Between Drama and Lightness, Maurice Leblanc’s Thief Arsène Lupin Is Brought Back to Life

By Film Threat Staff | January 22, 2021

Now when the coronavirus has been with us for over a year, people are trying to find more and more ways to entertain themselves. Someone reads, someone improves their culinary skills, someone goes to 20Bet live to play live gambling and betting. And someone is waiting with impatience for a new series, one of which we will tell you about. The hero played by Omar Sy, slips into the clothes of the gentleman burglar in a Netflix series.

Give a book to a child and his life will be changed.

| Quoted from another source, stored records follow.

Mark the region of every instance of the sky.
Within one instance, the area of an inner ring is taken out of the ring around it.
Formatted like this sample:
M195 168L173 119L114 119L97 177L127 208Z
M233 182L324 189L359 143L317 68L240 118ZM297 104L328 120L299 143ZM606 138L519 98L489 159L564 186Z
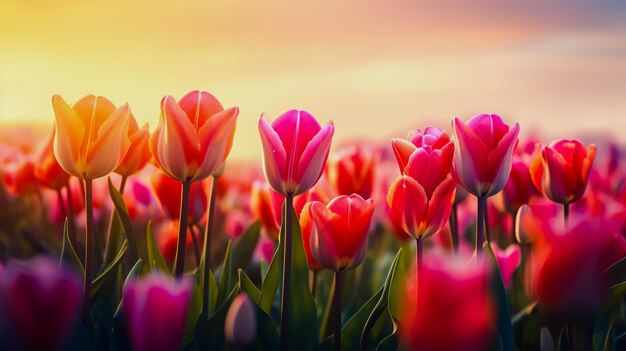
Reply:
M292 108L336 145L483 112L626 142L624 38L617 0L0 0L0 128L47 130L53 94L96 94L153 130L164 95L199 89L240 108L240 159L261 113Z

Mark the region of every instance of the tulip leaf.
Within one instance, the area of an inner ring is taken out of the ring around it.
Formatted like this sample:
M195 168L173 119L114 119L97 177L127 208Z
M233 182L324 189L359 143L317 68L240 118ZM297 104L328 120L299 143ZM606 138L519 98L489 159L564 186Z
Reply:
M368 344L370 331L374 328L374 325L379 321L383 313L387 312L389 316L398 318L400 313L399 297L402 296L401 294L405 289L406 273L404 271L403 250L399 249L391 267L389 267L389 272L387 273L387 278L383 285L383 293L363 327L363 333L360 335L361 347Z
M272 309L272 304L274 303L276 291L278 291L278 287L281 283L280 280L283 267L283 251L285 248L283 242L284 240L278 243L278 248L274 253L274 258L272 258L272 263L270 263L270 266L267 269L267 273L263 278L261 297L259 297L259 307L261 307L261 309L267 314L269 314Z
M85 268L83 268L83 264L80 262L80 258L72 246L68 228L68 220L66 217L63 224L63 248L61 249L61 260L59 264L62 264L63 261L69 262L72 266L80 269L82 275L85 275Z
M609 266L604 276L609 285L621 283L626 276L626 257Z
M124 198L117 189L113 186L111 178L109 177L109 194L115 205L115 216L118 217L126 233L126 241L128 241L128 249L130 250L130 259L136 261L139 258L139 248L137 247L137 239L135 237L135 230L133 229L133 223L128 215Z
M259 288L257 288L254 283L252 283L252 281L250 280L250 278L248 278L246 272L244 272L243 269L238 269L237 275L239 276L239 288L241 289L241 291L248 294L252 301L258 303L259 299L261 298L261 291L259 290Z
M146 243L148 246L148 266L150 270L160 270L161 272L171 274L170 269L159 251L159 246L154 239L154 232L152 230L152 221L148 221L148 227L146 230Z
M256 311L256 332L261 343L262 350L278 350L280 347L280 336L274 320L261 307L254 304Z
M104 270L104 272L102 272L98 277L96 277L96 279L93 280L92 282L93 290L91 292L92 299L95 300L96 297L102 291L102 287L104 286L104 284L110 281L110 279L112 279L113 277L115 277L117 267L120 265L120 263L122 263L122 258L124 257L124 254L126 253L127 249L128 249L128 241L124 241L124 243L122 244L122 248L117 253L117 256L115 256L115 258L113 259L113 262L109 263L109 265Z
M246 231L233 243L232 274L237 268L245 269L250 264L254 250L261 236L261 221L255 221Z
M224 303L219 305L215 310L215 313L209 318L209 322L206 330L196 329L196 336L198 333L208 334L209 337L209 348L208 350L223 350L224 349L224 324L226 321L226 314L228 313L228 309L230 308L230 304L237 296L237 292L239 291L239 287L235 286L226 299Z
M380 288L376 294L374 294L367 302L361 306L361 308L346 322L346 324L341 328L341 349L348 350L348 348L344 349L344 345L350 344L351 349L358 349L359 344L358 341L361 337L361 333L367 320L370 317L370 314L376 307L376 304L380 300L380 297L383 294L384 288ZM344 341L345 340L345 341ZM316 348L318 351L322 350L332 350L333 348L334 337L331 335L328 338L324 339L324 341Z
M594 323L593 347L596 351L615 350L615 319L610 311L602 313Z
M220 306L224 301L226 301L228 297L228 293L231 290L231 266L232 266L232 255L231 255L231 245L230 240L226 245L226 253L224 254L224 263L222 264L222 272L220 274L220 281L217 290L217 305Z
M122 223L117 215L111 217L111 223L109 227L109 237L104 252L104 262L111 262L115 258L115 254L120 250L122 243L124 242L124 235L122 229Z
M130 269L124 280L122 290L128 285L132 279L139 276L141 268L143 266L143 260L140 258L135 262L133 268ZM122 312L122 301L117 305L115 314L113 315L113 326L111 328L111 335L109 340L110 350L127 350L130 348L130 340L126 328L124 326L124 317Z
M513 334L513 324L511 322L511 311L509 307L509 298L502 281L502 274L498 266L496 255L491 249L491 245L486 241L483 244L483 252L489 257L493 267L490 279L491 291L494 293L495 302L498 307L497 330L502 350L512 351L515 349L515 336Z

When the book in question featuresand in majestya burglar of charm and mischief, why should we be surprised that the young spirit who devours its adventures doesn’t feel the urge to follow in the footsteps of his new hero?

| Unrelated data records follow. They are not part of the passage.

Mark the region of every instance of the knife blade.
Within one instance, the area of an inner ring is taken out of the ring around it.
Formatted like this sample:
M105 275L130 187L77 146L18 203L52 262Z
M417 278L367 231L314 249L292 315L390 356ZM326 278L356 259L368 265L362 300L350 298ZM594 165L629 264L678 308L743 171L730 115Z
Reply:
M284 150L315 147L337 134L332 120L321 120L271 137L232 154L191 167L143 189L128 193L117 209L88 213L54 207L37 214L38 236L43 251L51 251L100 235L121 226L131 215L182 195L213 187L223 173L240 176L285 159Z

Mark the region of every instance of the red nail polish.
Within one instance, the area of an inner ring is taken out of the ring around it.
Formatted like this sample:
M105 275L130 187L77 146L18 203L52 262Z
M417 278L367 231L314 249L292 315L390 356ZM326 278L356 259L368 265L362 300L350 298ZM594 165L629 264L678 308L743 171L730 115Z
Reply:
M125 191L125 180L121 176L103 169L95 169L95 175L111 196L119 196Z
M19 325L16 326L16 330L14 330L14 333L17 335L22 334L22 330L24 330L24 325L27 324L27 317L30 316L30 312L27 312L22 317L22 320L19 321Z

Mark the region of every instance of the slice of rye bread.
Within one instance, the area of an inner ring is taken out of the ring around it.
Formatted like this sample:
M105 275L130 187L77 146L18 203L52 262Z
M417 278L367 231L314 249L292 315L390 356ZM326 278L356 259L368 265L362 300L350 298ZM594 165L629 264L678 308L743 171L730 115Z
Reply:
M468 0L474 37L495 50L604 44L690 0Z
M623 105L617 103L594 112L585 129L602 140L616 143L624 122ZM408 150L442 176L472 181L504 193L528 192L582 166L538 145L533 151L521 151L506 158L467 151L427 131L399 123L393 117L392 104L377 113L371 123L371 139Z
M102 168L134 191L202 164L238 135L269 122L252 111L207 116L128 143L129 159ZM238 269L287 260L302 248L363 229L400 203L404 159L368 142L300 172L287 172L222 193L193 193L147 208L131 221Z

Assane Diop, son of a master driver (a frank scoundrel that the latter), grew up in the shadow of the gentleman burglar imagined by Maurice Leblanc. So much so that, now an adult, he takes on the personality of Arsène Lupin to avenge his father’s death. The latter, accused of stealing a prestigious necklace, committed suicide in his cell.

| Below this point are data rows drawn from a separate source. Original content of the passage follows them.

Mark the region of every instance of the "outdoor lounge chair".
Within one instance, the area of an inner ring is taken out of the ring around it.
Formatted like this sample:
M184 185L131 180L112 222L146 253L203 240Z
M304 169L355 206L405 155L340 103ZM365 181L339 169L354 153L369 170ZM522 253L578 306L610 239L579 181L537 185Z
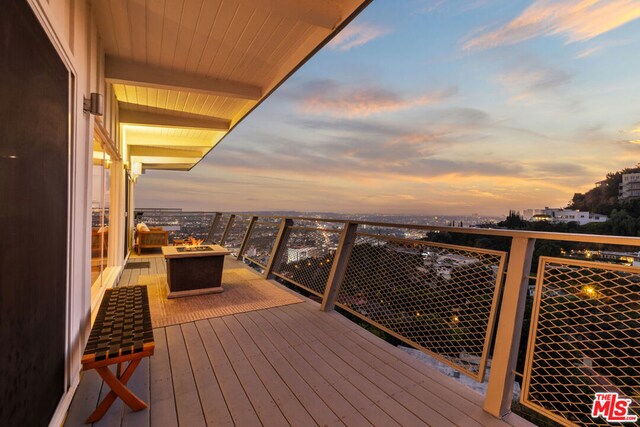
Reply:
M161 248L169 245L169 232L162 227L150 227L149 231L136 230L136 251L141 249Z

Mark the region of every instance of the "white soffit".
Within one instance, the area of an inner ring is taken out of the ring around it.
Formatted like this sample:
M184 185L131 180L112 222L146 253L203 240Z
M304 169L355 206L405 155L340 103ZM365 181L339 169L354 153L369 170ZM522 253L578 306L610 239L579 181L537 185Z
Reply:
M192 168L369 2L93 2L129 155Z

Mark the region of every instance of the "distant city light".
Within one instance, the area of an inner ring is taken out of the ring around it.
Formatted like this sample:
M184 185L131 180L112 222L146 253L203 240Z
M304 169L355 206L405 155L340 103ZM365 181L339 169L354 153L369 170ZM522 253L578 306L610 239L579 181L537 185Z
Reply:
M600 292L592 285L585 285L582 287L582 294L584 294L588 298L599 298Z

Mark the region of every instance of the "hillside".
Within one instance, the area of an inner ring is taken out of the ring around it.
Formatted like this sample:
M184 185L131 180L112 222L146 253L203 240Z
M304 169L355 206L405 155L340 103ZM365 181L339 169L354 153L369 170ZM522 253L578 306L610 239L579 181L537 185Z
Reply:
M579 209L604 215L611 215L613 210L625 209L630 214L640 214L637 209L637 202L618 202L618 189L622 182L622 175L625 173L640 172L640 164L635 168L625 168L617 172L608 173L607 177L601 181L600 185L592 188L586 193L575 193L573 199L567 205L568 209ZM637 216L637 215L633 215Z

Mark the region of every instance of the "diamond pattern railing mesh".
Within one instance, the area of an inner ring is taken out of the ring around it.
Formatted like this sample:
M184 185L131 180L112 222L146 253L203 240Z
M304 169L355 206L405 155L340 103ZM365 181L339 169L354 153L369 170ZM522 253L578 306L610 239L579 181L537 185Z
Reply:
M340 240L340 230L291 227L273 273L323 296Z
M205 239L211 221L215 214L213 212L165 212L165 211L136 211L136 225L144 222L149 227L162 227L169 232L169 242L176 239L186 239L195 237Z
M227 222L229 222L229 214L223 213L222 215L220 215L220 220L218 221L218 223L215 224L215 227L209 231L208 240L216 244L220 243L222 234L224 233L224 228L227 226Z
M249 261L267 268L279 229L279 222L256 221L253 224L247 247L242 255Z
M521 401L564 425L608 425L591 417L604 392L640 418L640 269L541 258Z
M482 381L504 259L358 233L337 305Z
M238 257L238 251L240 251L240 246L242 246L242 240L247 232L250 220L250 216L236 215L235 218L233 218L229 234L227 234L227 238L224 241L224 247L235 257Z

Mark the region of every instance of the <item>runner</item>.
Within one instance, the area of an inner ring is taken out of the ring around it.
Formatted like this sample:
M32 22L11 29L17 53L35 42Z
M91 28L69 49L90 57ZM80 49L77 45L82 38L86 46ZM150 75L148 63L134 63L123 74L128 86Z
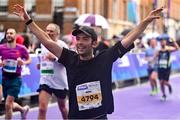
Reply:
M13 110L20 111L22 119L26 118L29 106L20 106L14 102L20 92L22 77L21 66L31 62L27 49L16 44L16 31L9 28L6 32L7 43L0 45L2 67L2 89L5 98L5 119L12 118Z
M158 58L158 77L160 80L162 98L161 100L166 100L165 86L168 86L169 93L172 94L172 86L169 83L169 76L171 72L171 52L176 51L179 46L176 41L171 41L173 46L167 45L169 39L160 38L161 49L156 53L155 58Z
M48 48L67 70L69 85L69 119L107 119L114 111L111 70L113 62L131 48L133 42L154 20L160 18L163 8L152 11L134 30L114 46L93 55L97 34L91 27L79 27L72 34L77 39L77 52L59 47L43 32L20 5L14 14L23 20L39 41Z
M58 40L60 28L54 23L50 23L46 27L46 33L60 47L68 46L61 40ZM38 68L41 70L39 92L39 114L38 119L46 119L48 102L54 94L57 98L59 110L63 119L67 119L68 110L67 102L67 75L66 69L62 64L57 62L57 57L50 53L43 45L41 45L40 64Z
M148 77L151 85L150 95L158 93L157 87L157 61L153 61L153 56L158 51L157 41L155 38L148 40L149 47L145 50L145 59L148 61Z

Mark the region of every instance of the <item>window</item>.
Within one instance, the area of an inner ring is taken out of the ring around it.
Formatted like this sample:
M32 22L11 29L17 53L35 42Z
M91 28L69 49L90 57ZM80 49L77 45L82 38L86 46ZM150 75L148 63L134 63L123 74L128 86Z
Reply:
M81 1L81 14L86 13L86 0Z
M0 0L0 15L8 13L8 0Z
M35 12L35 0L24 0L24 6L29 13Z
M117 20L118 19L118 13L119 13L119 0L113 0L113 6L112 6L112 18Z
M61 10L64 6L64 0L53 0L52 6L54 8L54 11Z

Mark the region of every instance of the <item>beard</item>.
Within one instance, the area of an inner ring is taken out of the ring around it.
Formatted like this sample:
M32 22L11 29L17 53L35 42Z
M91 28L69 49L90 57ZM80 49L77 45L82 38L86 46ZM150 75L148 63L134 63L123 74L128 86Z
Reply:
M6 39L6 41L7 41L8 43L13 43L13 42L14 42L14 39L8 38L8 39Z

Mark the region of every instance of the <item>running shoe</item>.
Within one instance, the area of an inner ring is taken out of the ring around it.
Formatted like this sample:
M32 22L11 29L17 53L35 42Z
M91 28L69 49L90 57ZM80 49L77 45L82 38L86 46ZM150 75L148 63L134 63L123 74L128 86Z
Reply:
M158 88L155 89L155 92L156 92L156 94L158 94L158 92L159 92Z
M150 92L150 96L154 96L155 94L156 94L156 93L155 93L154 90Z
M163 96L161 97L161 101L166 101L166 95L163 95Z
M24 111L21 112L21 119L26 120L27 113L29 112L30 107L28 105L26 105L26 106L23 107L23 109L24 109Z
M153 91L150 92L150 95L151 95L151 96L154 96L154 95L156 95L157 93L158 93L158 90L155 89L155 90L153 90Z
M155 89L154 89L154 95L157 95L158 92L159 92L158 88L155 88Z

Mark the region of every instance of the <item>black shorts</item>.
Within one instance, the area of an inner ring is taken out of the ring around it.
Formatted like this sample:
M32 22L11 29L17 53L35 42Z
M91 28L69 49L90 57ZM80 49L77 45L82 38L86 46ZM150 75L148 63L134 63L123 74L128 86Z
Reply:
M148 67L147 71L148 71L148 75L150 76L153 71L157 72L157 67Z
M37 92L40 92L41 90L46 91L50 95L54 94L57 98L60 98L60 99L65 99L66 96L68 95L68 90L67 89L64 89L64 90L53 89L53 88L50 88L46 84L40 85Z
M166 80L169 81L169 76L171 73L171 69L163 69L163 68L159 68L158 69L158 78L159 80Z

Chameleon-like his model, warping stratagems as complex as equations with six unknownsthat only he knowsAssane/Arsène assaults with phlegm, courage, and ingenuity. And, like all lone wolves, of a rather frightening individualism and a vigilante ideology whose morals leave something to be desired.

It Is Filmed With Liveliness on an Invigorating Soundtrack

Shot in the Paris of today, filmed with liveliness on a tonic soundtrack but not too invasive, this FrancoAmerican series created by the British George Kay (Criminal) benefits from the knowhow of director Louis Leterrier’s blockbusters.

Some particularly virtuoso scenes are thus jubilant, such as the dizzying multiplication of bicycle delivery men crisscrossing the Luxembourg Gardens to hide Assane’s escape from the eyes of astonished police officers.

Omar Sy lends the protagonist his wrestler’s silhouette: how far from the look and feel of daddy’s cinema, of the tasty Robert Lamoureux on the big screen, or of the dandy Georges Descrières for television! So much so that viewers sometimes wonder whether the actor is playing poorly or whether, precisely, this neutrality adds to the mystery of a character with such multiple identities that it becomes almost evanescent.

It a Fiction That Hits the Bull’s Eye as Soon as It Doesn’t Take Itself Too Seriously 

Divided into ten episodes, the plot begins with the glamorous auction of the Queen’s famous necklace, which was at the heart of a murky sentimental and political affair during the reign of Louis XVI. With the first chapter of the film, the story is skillfully and unabashedly flashbacked, revealing, touch after touch, crucial information to uncover the hero’s motivations.

The refined use of different temporalities is one of the major assets of this fiction, which hits the bull’s eye as soon as it doesn’t take itself too seriously and plays the card of pure entertainment. But when the clouds pile up on our modern Lupin and the wounds of childhood invade his mind and the screen, the rhythm is felt and the demonstration becomes a little heavy.

Of course, it may be lazy to expect only humor and brilliance from Arsène Lupin, and how can one not subscribe to the quest for depth and psychological sensitivity? To achieve such a goal, the series lacks a certain finesse and its lead actor lacks the spark that makes the difference.

Film Adaptations 

There are many films, in Europe and Japan, in which Lupin steals the jewels and delights the hearts. Among the pioneers, The Worldly Thief with Max Linder (1909), Arsene Lupin vs. Sherlock Holmes (1910), or The Tiger’s Teeth with David Powell (1919). A few years later, the great John Barrymore plays Arsène Lupin (1932), a role also taken up by the insolent Jules Berry in Arsène Lupin detective (1937). There followed no less than three adventures from the Japanese studios from 1950 to 1955 before in France Robert Lamoureux brought his elegant manners to the character in Les Arsène Lupin’s Adventures (1956) and Signé Arsène Lupin (1959). Tasty, Arsène Lupin contre Arsène Lupin pits JeanPierre Cassel against JeanClaude Brialy (1962), long before Romain Duris rubs it in turn in Arsène Lupin (2004).